Branches up to 3 inches about 4-6 months in a dry place. Cut them into a comfortable handling size 12-15 inches. Trunk wood 9 to 12 months

in log form, if split probably 6+ months again in a dry place. Obviously the smaller you split things up the quicker they will dry, still a minimum of 3-6 months. Don't split it all, save whole pieces for next year and out. 

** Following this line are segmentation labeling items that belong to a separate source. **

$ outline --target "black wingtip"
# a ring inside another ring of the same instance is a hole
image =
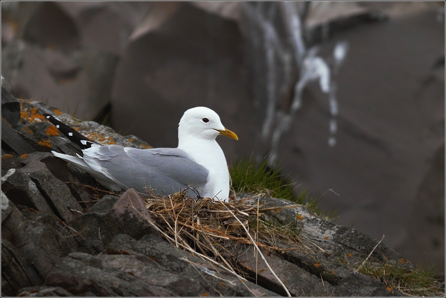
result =
[[[54,115],[44,113],[43,115],[45,116],[45,118],[47,120],[53,123],[56,126],[56,128],[62,133],[64,136],[67,137],[69,140],[80,147],[80,149],[82,150],[90,148],[92,144],[98,145],[82,134],[77,132],[74,128],[70,127],[63,122],[61,120]]]

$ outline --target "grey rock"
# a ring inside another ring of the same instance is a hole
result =
[[[106,212],[110,211],[119,199],[119,197],[112,194],[105,195],[88,209],[88,212]]]
[[[230,248],[229,248],[230,247]],[[235,256],[235,260],[249,275],[251,280],[274,293],[286,296],[287,293],[272,274],[264,261],[259,255],[256,259],[252,246],[233,244],[226,246],[229,252]],[[297,265],[287,261],[279,256],[265,250],[261,250],[263,256],[274,273],[286,285],[294,297],[328,296],[332,292],[333,285]],[[257,274],[256,274],[257,270]]]
[[[1,116],[13,127],[20,120],[20,103],[1,86]]]
[[[296,204],[282,199],[260,199],[262,208]],[[338,284],[357,269],[378,243],[354,228],[320,218],[303,207],[285,209],[278,213],[268,211],[267,214],[266,219],[296,226],[303,241],[305,243],[306,239],[308,242],[306,243],[315,253],[310,256],[300,250],[291,250],[282,253],[282,258],[333,285]],[[372,256],[381,261],[385,258],[387,261],[397,264],[403,260],[404,265],[412,268],[409,262],[383,243],[377,246]]]
[[[35,182],[20,170],[11,169],[8,171],[2,179],[1,188],[15,205],[53,213],[51,206],[40,193]]]
[[[7,240],[1,241],[1,288],[2,292],[9,296],[21,288],[33,284],[32,279],[27,273],[20,255]],[[5,291],[5,289],[7,290]]]
[[[34,149],[17,131],[4,120],[1,120],[1,141],[7,146],[3,149],[21,155],[35,152]]]
[[[381,282],[370,276],[353,272],[335,287],[331,296],[338,297],[389,297],[404,296],[399,292],[387,289]]]
[[[0,193],[1,195],[1,223],[2,223],[12,211],[15,209],[15,206],[3,193],[2,190],[0,191]]]
[[[189,277],[193,281],[192,285],[195,286],[201,285],[198,286],[198,289],[202,287],[210,296],[221,294],[223,296],[251,296],[253,293],[257,296],[262,294],[278,296],[276,293],[250,282],[242,282],[226,271],[197,257],[178,249],[153,235],[147,235],[138,241],[127,235],[118,235],[109,245],[108,249],[114,253],[148,258],[170,272]],[[181,285],[183,282],[179,283]],[[251,289],[252,292],[243,284]],[[176,287],[178,285],[178,283],[176,284]],[[199,296],[200,293],[198,290],[193,291],[194,293],[189,292],[189,294]]]
[[[73,196],[68,186],[56,178],[44,163],[34,161],[20,170],[29,175],[51,206],[53,212],[61,219],[69,221],[83,213],[82,207]]]
[[[134,189],[129,189],[115,200],[108,196],[98,207],[93,206],[93,210],[79,215],[69,224],[82,230],[86,238],[98,239],[106,245],[118,233],[136,239],[148,233],[157,234],[150,223],[152,220],[144,202]]]
[[[28,287],[19,290],[19,297],[72,297],[69,292],[60,287],[38,286]],[[95,297],[92,296],[92,297]]]

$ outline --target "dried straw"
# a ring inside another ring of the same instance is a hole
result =
[[[258,206],[258,200],[249,200],[252,198],[223,203],[209,198],[192,199],[184,192],[167,197],[143,196],[157,229],[167,241],[207,261],[213,260],[213,263],[237,276],[246,273],[231,253],[236,245],[254,246],[256,255],[260,253],[265,263],[259,249],[268,253],[301,250],[312,255],[317,249],[296,227],[267,221],[269,218],[264,213],[276,208],[262,209]],[[250,235],[250,229],[256,232],[255,239]],[[267,263],[266,265],[269,267]]]

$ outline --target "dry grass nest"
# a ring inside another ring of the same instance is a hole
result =
[[[255,199],[260,195],[225,203],[192,199],[184,192],[143,199],[155,228],[172,244],[243,275],[233,261],[237,259],[233,249],[237,245],[253,245],[267,254],[300,250],[311,255],[317,249],[296,226],[284,226],[265,216],[267,211],[301,205],[263,209]]]

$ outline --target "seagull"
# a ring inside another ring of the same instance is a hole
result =
[[[52,153],[88,173],[111,190],[134,188],[140,192],[149,189],[168,195],[193,187],[200,197],[228,200],[229,171],[216,138],[219,135],[238,137],[224,128],[210,109],[197,107],[185,112],[178,126],[177,148],[144,149],[100,145],[55,116],[44,115],[80,149],[76,156]]]

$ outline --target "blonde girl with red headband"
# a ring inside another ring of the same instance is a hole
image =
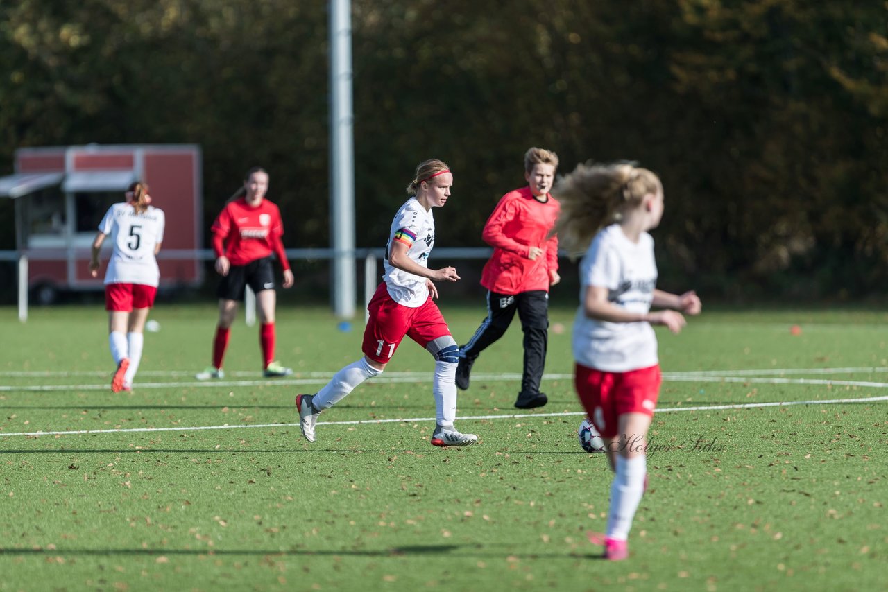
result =
[[[580,307],[574,322],[575,386],[601,433],[614,470],[607,532],[592,534],[605,557],[629,556],[627,540],[646,483],[647,429],[660,391],[657,338],[652,325],[672,333],[700,298],[655,288],[654,239],[663,213],[663,188],[650,170],[632,164],[581,164],[559,180],[556,229],[580,263]],[[651,312],[651,307],[658,309]]]
[[[407,186],[410,197],[392,221],[383,282],[368,305],[370,314],[361,344],[363,357],[339,370],[316,394],[296,398],[302,435],[309,442],[314,441],[318,415],[365,380],[382,374],[405,335],[425,348],[435,360],[432,391],[436,423],[431,444],[464,446],[478,441],[474,434],[460,433],[454,427],[459,348],[434,303],[438,288],[433,281],[456,281],[459,276],[454,267],[428,268],[435,242],[432,209],[447,203],[452,186],[453,174],[441,161],[432,159],[416,167]]]
[[[148,185],[130,185],[124,203],[108,209],[92,241],[90,273],[99,277],[99,254],[106,237],[114,243],[105,273],[105,307],[108,311],[108,347],[117,369],[111,391],[132,389],[142,359],[145,321],[155,304],[160,269],[156,255],[163,242],[163,210],[151,204]]]

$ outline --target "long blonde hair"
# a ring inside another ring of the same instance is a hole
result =
[[[410,185],[407,185],[407,194],[416,195],[419,191],[419,186],[423,185],[423,181],[428,181],[432,177],[437,177],[441,173],[449,172],[450,167],[447,165],[444,161],[439,161],[437,158],[430,158],[427,161],[423,161],[416,167],[416,171],[413,176],[413,180],[410,181]]]
[[[571,257],[583,253],[602,227],[619,222],[624,211],[638,207],[661,186],[655,174],[634,162],[578,164],[552,188],[561,204],[554,231],[559,246]]]
[[[141,214],[148,209],[151,203],[151,197],[148,196],[148,185],[141,181],[135,181],[129,189],[126,190],[126,200],[136,209],[137,214]]]

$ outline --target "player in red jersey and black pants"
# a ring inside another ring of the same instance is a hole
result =
[[[475,335],[459,348],[456,386],[469,388],[475,359],[503,336],[518,311],[524,331],[524,373],[515,407],[530,409],[549,400],[540,392],[549,339],[549,287],[560,280],[558,238],[550,236],[560,211],[549,193],[555,180],[558,155],[530,148],[524,154],[527,186],[499,201],[482,237],[494,248],[484,265],[481,285],[488,288],[488,316]]]
[[[219,320],[213,340],[213,364],[195,376],[198,380],[223,378],[222,361],[228,347],[231,325],[237,312],[237,301],[243,298],[246,286],[256,293],[259,308],[259,343],[262,346],[266,376],[287,376],[290,368],[274,361],[274,270],[272,253],[283,268],[283,287],[293,285],[293,272],[281,236],[283,224],[278,207],[266,199],[268,173],[258,167],[247,171],[243,186],[234,193],[212,225],[212,246],[216,271],[222,276],[216,294],[219,298]]]

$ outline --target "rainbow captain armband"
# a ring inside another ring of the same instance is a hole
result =
[[[413,246],[413,243],[416,241],[416,233],[410,232],[407,228],[401,228],[394,233],[394,240],[400,241],[407,245],[408,249]]]

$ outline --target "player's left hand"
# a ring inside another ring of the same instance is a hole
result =
[[[678,296],[678,310],[685,314],[700,314],[703,304],[700,302],[700,296],[694,290],[685,292]]]
[[[432,300],[438,299],[438,287],[432,283],[431,280],[425,280],[425,287],[429,288],[429,294],[432,295]]]

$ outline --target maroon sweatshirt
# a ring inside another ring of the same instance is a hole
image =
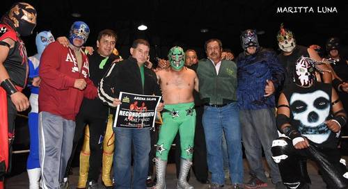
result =
[[[89,79],[87,56],[82,53],[82,66],[79,70],[74,51],[54,42],[46,47],[40,62],[39,112],[75,120],[84,97],[91,99],[97,97],[97,88]],[[74,88],[77,79],[87,83],[84,90]]]

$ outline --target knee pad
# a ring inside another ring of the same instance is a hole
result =
[[[293,150],[292,141],[287,137],[280,137],[272,142],[272,158],[279,163],[289,157]]]

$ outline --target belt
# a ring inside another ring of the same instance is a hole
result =
[[[205,103],[204,105],[207,106],[211,106],[211,107],[215,107],[215,108],[221,108],[223,106],[226,106],[227,105],[231,104],[230,103],[226,103],[226,104],[209,104],[209,103]]]

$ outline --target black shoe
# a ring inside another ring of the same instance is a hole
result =
[[[102,181],[102,188],[103,189],[113,189],[113,186],[106,186],[103,181]]]
[[[151,177],[148,176],[146,179],[146,188],[152,188],[155,186],[155,182],[151,179]]]
[[[212,183],[209,186],[209,189],[222,189],[223,188],[223,184],[219,183]]]
[[[198,182],[200,182],[200,183],[203,183],[203,184],[210,183],[210,181],[208,179],[206,179],[206,180],[197,179],[197,181]]]
[[[99,184],[95,181],[87,181],[86,189],[99,189]]]

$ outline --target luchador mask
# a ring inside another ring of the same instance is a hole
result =
[[[240,40],[242,43],[242,48],[246,50],[246,48],[249,47],[256,47],[258,49],[259,42],[258,40],[258,35],[255,30],[247,29],[242,33],[240,35]]]
[[[299,131],[315,143],[326,141],[331,133],[325,124],[330,115],[329,94],[321,90],[306,94],[295,92],[289,103],[294,120],[301,123]]]
[[[36,26],[36,10],[27,3],[13,4],[3,17],[3,22],[14,27],[20,35],[27,36],[33,33]]]
[[[337,38],[331,38],[326,42],[326,51],[337,49],[340,48],[340,40]]]
[[[296,47],[296,40],[292,32],[284,28],[283,24],[280,30],[278,32],[277,40],[279,48],[285,52],[291,52]]]
[[[315,67],[312,66],[309,60],[303,56],[301,56],[295,64],[294,82],[302,87],[311,86],[315,80]]]
[[[168,59],[175,70],[180,70],[185,63],[185,54],[180,47],[175,46],[169,50]]]
[[[35,39],[38,54],[41,56],[45,48],[52,42],[54,42],[54,38],[50,31],[42,31],[38,33]]]
[[[81,21],[77,21],[72,24],[70,28],[70,33],[69,35],[69,40],[71,44],[74,39],[80,38],[84,40],[84,44],[87,41],[89,35],[89,27],[86,23]]]

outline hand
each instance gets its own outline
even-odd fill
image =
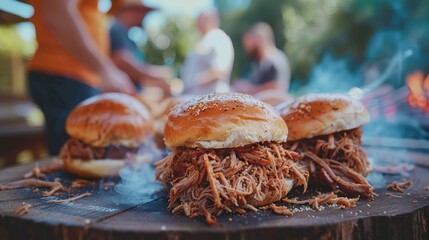
[[[100,89],[103,92],[121,92],[134,94],[135,88],[128,75],[112,66],[100,74]]]

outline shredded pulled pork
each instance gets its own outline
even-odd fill
[[[82,188],[82,187],[85,187],[88,185],[94,185],[94,184],[95,182],[93,181],[88,181],[85,179],[76,179],[71,183],[70,188]]]
[[[273,212],[280,214],[280,215],[286,215],[286,216],[293,216],[293,212],[288,209],[286,206],[277,206],[274,203],[271,203],[270,205],[261,207],[262,210],[269,210],[271,209]]]
[[[360,128],[286,143],[292,151],[301,152],[299,161],[310,172],[310,180],[327,184],[351,196],[372,198],[374,189],[364,176],[369,162],[361,148]]]
[[[110,144],[107,147],[94,147],[90,146],[77,139],[68,140],[60,152],[61,159],[124,159],[129,153],[136,153],[138,148],[127,148]]]
[[[308,172],[299,155],[276,143],[233,149],[178,148],[156,163],[156,178],[170,188],[169,208],[186,216],[205,216],[216,224],[224,211],[245,213],[280,200],[287,182],[306,191]]]
[[[404,192],[405,189],[411,186],[411,184],[413,184],[413,182],[410,180],[404,182],[393,182],[387,185],[387,189],[395,192]]]
[[[307,200],[298,200],[296,198],[283,198],[283,202],[296,205],[309,205],[314,209],[320,210],[320,206],[327,204],[338,204],[340,208],[353,208],[359,198],[338,197],[335,193],[320,194]]]
[[[59,159],[54,159],[49,165],[44,167],[39,167],[39,164],[36,163],[31,169],[31,171],[25,173],[23,178],[43,178],[46,177],[46,174],[59,171],[63,168],[63,162]]]

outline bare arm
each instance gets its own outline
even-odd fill
[[[99,52],[77,9],[79,0],[45,0],[42,15],[50,31],[65,50],[103,80],[108,91],[132,92],[129,78]]]

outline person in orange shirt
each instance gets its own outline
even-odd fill
[[[98,0],[30,0],[38,48],[28,64],[28,89],[45,116],[48,152],[68,139],[64,123],[82,100],[100,92],[134,93],[109,58],[105,14]]]

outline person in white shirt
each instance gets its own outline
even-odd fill
[[[202,12],[196,27],[202,38],[188,54],[181,69],[184,93],[229,91],[234,47],[231,38],[219,28],[218,13]]]

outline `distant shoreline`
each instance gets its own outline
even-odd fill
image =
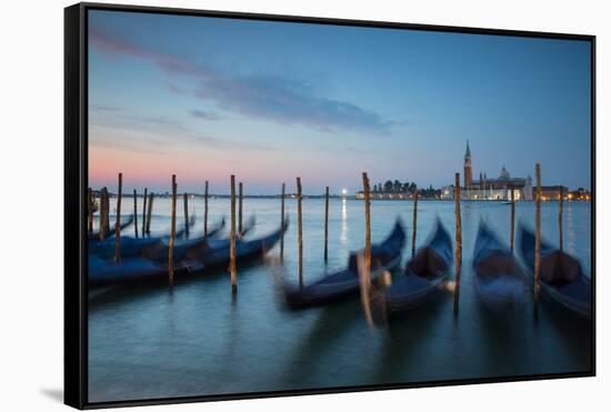
[[[99,192],[93,192],[92,193],[96,198],[99,198],[100,194]],[[108,193],[110,198],[117,198],[117,194],[116,193]],[[204,199],[204,195],[203,194],[199,194],[199,193],[187,193],[189,195],[189,199]],[[177,198],[182,198],[183,193],[179,194]],[[156,198],[161,198],[161,199],[171,199],[172,195],[171,194],[167,194],[167,193],[162,193],[162,194],[158,194],[158,193],[154,193],[154,197]],[[132,199],[133,198],[133,193],[123,193],[122,194],[122,198],[126,198],[126,199]],[[137,194],[137,198],[140,198],[142,199],[143,198],[143,194]],[[242,199],[277,199],[277,200],[280,200],[281,195],[280,194],[244,194],[242,197]],[[209,200],[213,200],[213,199],[231,199],[231,195],[230,194],[208,194],[208,199]],[[297,194],[286,194],[284,195],[284,199],[287,200],[290,200],[290,199],[296,199],[297,200]],[[302,199],[303,200],[307,200],[307,199],[324,199],[324,195],[323,194],[302,194]],[[329,199],[332,199],[332,200],[357,200],[357,201],[363,201],[363,199],[359,199],[357,198],[355,195],[341,195],[341,194],[330,194],[329,195]],[[413,203],[413,199],[375,199],[375,198],[371,198],[371,201],[372,202],[410,202],[410,203]],[[423,201],[423,202],[451,202],[453,203],[454,202],[454,199],[437,199],[437,198],[418,198],[418,201]],[[543,202],[553,202],[553,201],[558,201],[557,199],[554,200],[543,200]],[[485,203],[485,202],[491,202],[491,203],[509,203],[509,201],[507,200],[502,200],[502,199],[479,199],[479,200],[475,200],[475,199],[461,199],[461,202],[469,202],[469,203]],[[528,203],[532,203],[534,202],[534,200],[515,200],[515,203],[522,203],[522,202],[528,202]],[[572,199],[572,200],[568,200],[565,199],[564,202],[591,202],[591,200],[584,200],[584,199]]]

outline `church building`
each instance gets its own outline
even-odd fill
[[[464,152],[464,185],[461,198],[467,200],[511,200],[511,191],[515,200],[532,200],[532,179],[512,178],[503,165],[498,178],[488,178],[480,171],[480,179],[473,180],[471,149],[469,140]]]

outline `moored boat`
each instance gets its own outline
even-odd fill
[[[387,312],[403,313],[441,294],[452,261],[452,240],[438,219],[424,245],[409,260],[404,275],[384,291]]]
[[[511,250],[480,221],[473,251],[473,285],[481,302],[493,311],[525,303],[523,275]]]
[[[391,233],[382,242],[371,247],[371,280],[377,281],[382,273],[392,270],[401,263],[401,251],[405,244],[405,231],[398,219]],[[348,268],[318,281],[299,288],[282,281],[284,300],[290,309],[332,303],[344,298],[357,295],[360,289],[357,260],[359,253],[350,253]]]
[[[534,233],[519,228],[520,253],[534,280]],[[569,253],[541,240],[541,278],[543,297],[583,318],[592,316],[592,284],[581,263]]]

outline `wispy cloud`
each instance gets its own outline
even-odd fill
[[[203,110],[191,110],[191,115],[202,120],[219,120],[217,113]]]
[[[194,94],[223,110],[325,132],[388,133],[394,125],[393,121],[358,104],[319,96],[303,81],[269,74],[231,76],[186,58],[149,50],[93,26],[89,30],[91,46],[100,52],[146,60],[168,73],[190,77],[194,80]]]
[[[244,142],[232,137],[213,137],[168,117],[142,115],[130,112],[107,112],[94,114],[90,119],[92,130],[106,130],[104,133],[91,134],[90,145],[122,148],[129,151],[162,152],[168,148],[177,148],[177,138],[204,149],[222,149],[232,151],[236,148],[253,151],[276,151],[276,148]],[[113,130],[112,133],[108,132]],[[129,138],[126,138],[128,137]],[[103,139],[97,139],[103,137]],[[180,147],[180,145],[179,145]]]

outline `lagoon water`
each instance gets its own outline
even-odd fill
[[[142,199],[139,198],[139,209]],[[257,217],[257,238],[277,229],[280,200],[244,199],[244,219]],[[169,228],[169,199],[156,199],[151,231]],[[290,227],[283,272],[297,282],[297,203],[287,200]],[[113,208],[113,205],[111,205]],[[123,200],[124,217],[133,210]],[[229,215],[229,200],[210,200],[209,224]],[[202,233],[203,200],[191,199]],[[182,222],[182,202],[178,202]],[[324,201],[303,201],[304,283],[347,265],[364,244],[363,202],[332,199],[329,262],[323,255]],[[411,251],[412,203],[372,201],[372,241],[382,240],[401,217],[408,231],[403,264]],[[589,202],[564,204],[564,248],[591,273]],[[454,204],[420,201],[417,245],[435,217],[454,232]],[[141,217],[139,217],[141,219]],[[370,329],[359,299],[300,312],[288,311],[266,264],[238,269],[231,297],[227,271],[194,275],[167,287],[112,289],[89,300],[89,401],[118,401],[261,391],[525,376],[591,370],[591,324],[543,301],[498,318],[483,308],[472,284],[471,254],[478,223],[485,219],[509,244],[510,207],[463,202],[463,264],[460,312],[447,294],[388,328]],[[534,203],[517,203],[517,222],[533,227]],[[228,220],[229,223],[229,220]],[[544,239],[558,242],[558,204],[542,204]],[[123,235],[133,235],[130,227]],[[268,257],[279,255],[279,245]],[[271,259],[273,260],[273,259]],[[397,270],[393,277],[402,275]],[[451,274],[453,277],[453,272]],[[524,293],[532,293],[524,287]]]

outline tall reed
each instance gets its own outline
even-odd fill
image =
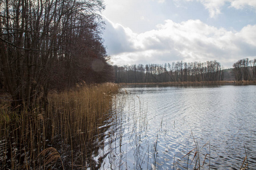
[[[49,94],[45,108],[19,113],[0,105],[0,169],[86,168],[109,118],[113,83],[77,84]]]

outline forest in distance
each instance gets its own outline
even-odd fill
[[[228,70],[217,61],[112,65],[105,8],[103,0],[0,1],[1,169],[100,168],[106,134],[118,137],[109,126],[122,117],[118,83],[255,81],[256,59]]]
[[[240,60],[233,68],[224,69],[216,60],[205,62],[174,62],[164,65],[114,66],[117,83],[254,81],[256,59]]]

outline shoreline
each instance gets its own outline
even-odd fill
[[[216,81],[216,82],[163,82],[163,83],[117,83],[121,86],[129,85],[166,85],[166,86],[246,86],[256,85],[256,80],[254,81]]]

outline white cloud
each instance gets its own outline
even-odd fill
[[[114,64],[164,63],[217,60],[225,67],[240,59],[255,56],[256,26],[240,32],[209,26],[200,20],[175,23],[167,20],[156,29],[135,34],[120,24],[109,22],[105,35]],[[105,33],[106,35],[106,33]],[[106,39],[110,39],[110,40]]]
[[[183,0],[174,0],[178,2]],[[184,1],[184,0],[183,0]],[[230,7],[236,9],[242,9],[246,7],[251,7],[256,9],[255,0],[185,0],[187,1],[197,1],[202,3],[206,9],[209,11],[210,18],[221,14],[221,7],[225,3],[230,4]]]
[[[230,0],[229,1],[231,2],[231,6],[237,9],[241,9],[247,6],[256,8],[256,1],[255,0]]]

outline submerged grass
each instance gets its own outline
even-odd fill
[[[118,86],[80,84],[49,95],[46,108],[19,113],[0,105],[0,169],[76,169],[96,164],[94,141],[101,141]]]

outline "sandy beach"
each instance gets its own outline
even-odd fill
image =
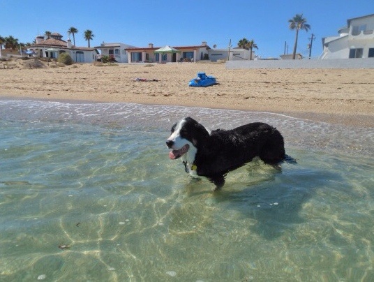
[[[50,64],[29,69],[22,60],[10,63],[9,68],[0,64],[1,99],[234,109],[374,127],[374,69],[227,70],[224,64],[214,63]],[[198,71],[215,76],[218,83],[189,87]]]

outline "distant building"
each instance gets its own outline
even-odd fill
[[[95,48],[101,51],[101,54],[98,56],[98,59],[101,59],[101,56],[108,56],[113,61],[118,63],[128,63],[128,56],[126,50],[137,48],[137,47],[124,43],[107,43],[103,42],[100,46],[96,46]]]
[[[33,52],[34,57],[57,59],[61,53],[68,53],[73,60],[77,63],[91,63],[96,61],[98,51],[96,48],[75,47],[71,40],[62,40],[59,33],[53,33],[50,38],[45,39],[43,36],[36,37],[36,43],[31,45],[29,50]]]
[[[164,64],[207,60],[209,59],[208,50],[211,49],[207,45],[207,42],[203,41],[200,45],[173,46],[172,48],[177,50],[175,52],[164,54],[155,52],[163,47],[154,47],[152,43],[149,43],[148,47],[145,47],[127,48],[128,61],[129,63],[158,62]]]
[[[322,38],[320,59],[374,58],[374,14],[347,20],[337,36]]]
[[[280,55],[280,59],[282,59],[283,60],[292,60],[292,58],[293,58],[293,54],[287,54],[284,55]],[[297,60],[301,60],[301,59],[303,59],[303,55],[301,55],[299,53],[296,53],[295,59]]]
[[[208,51],[209,59],[211,61],[218,60],[241,61],[249,60],[250,58],[250,51],[244,48],[229,49],[211,49]],[[252,52],[252,59],[255,59],[255,52]]]

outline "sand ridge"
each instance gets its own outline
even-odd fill
[[[0,68],[0,98],[234,109],[374,127],[374,69],[227,70],[216,63],[27,69],[17,64]],[[189,87],[188,80],[199,71],[216,77],[218,84]]]

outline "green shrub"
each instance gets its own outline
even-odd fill
[[[73,59],[71,59],[70,55],[69,55],[68,53],[60,54],[59,59],[57,59],[57,61],[66,65],[71,65],[73,63]]]

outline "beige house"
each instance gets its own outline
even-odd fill
[[[205,41],[200,45],[173,46],[172,48],[177,50],[173,52],[155,53],[155,51],[160,48],[161,47],[154,47],[152,43],[149,43],[146,47],[127,48],[126,50],[128,54],[128,61],[129,63],[165,64],[208,60],[208,50],[211,49]]]
[[[96,61],[99,54],[96,48],[87,47],[76,47],[71,40],[62,40],[62,36],[59,33],[53,33],[50,38],[45,39],[43,36],[36,37],[36,43],[31,45],[29,50],[33,51],[34,57],[57,59],[61,53],[68,53],[73,60],[77,63],[91,63]]]

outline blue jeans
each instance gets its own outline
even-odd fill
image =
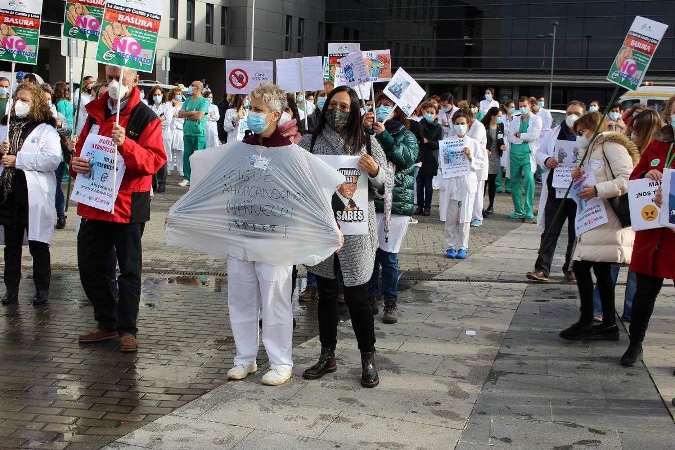
[[[375,254],[375,266],[373,276],[368,282],[368,297],[379,296],[378,281],[380,277],[380,266],[382,266],[382,297],[396,300],[398,299],[398,254],[377,249]]]
[[[616,280],[619,277],[618,266],[612,267],[612,280],[616,286]],[[628,277],[626,283],[626,296],[624,298],[624,312],[621,315],[622,320],[630,320],[632,314],[632,302],[635,298],[635,291],[637,290],[637,275],[632,271],[628,271]],[[600,293],[598,292],[597,286],[595,287],[595,291],[593,293],[593,306],[595,309],[594,314],[602,315],[602,302],[600,301]]]

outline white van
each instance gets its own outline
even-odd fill
[[[637,103],[643,103],[659,114],[666,107],[666,102],[675,95],[675,87],[665,86],[643,86],[636,91],[626,92],[619,98],[622,111],[632,107]]]

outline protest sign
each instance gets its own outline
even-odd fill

I have trunk pieces cut into 2-3 inch thick pie shaped slabs. I usually will not touch those till needed. Slabs that size take 6-9+ months to dry but they are easy to handle and split down nicely into chunks.


----------



## pennz (Apr 11, 2013)

Great info!   Thank You. I am new at smoking all the info I can get the better. I'll keep you posted on the wood gathering.


----------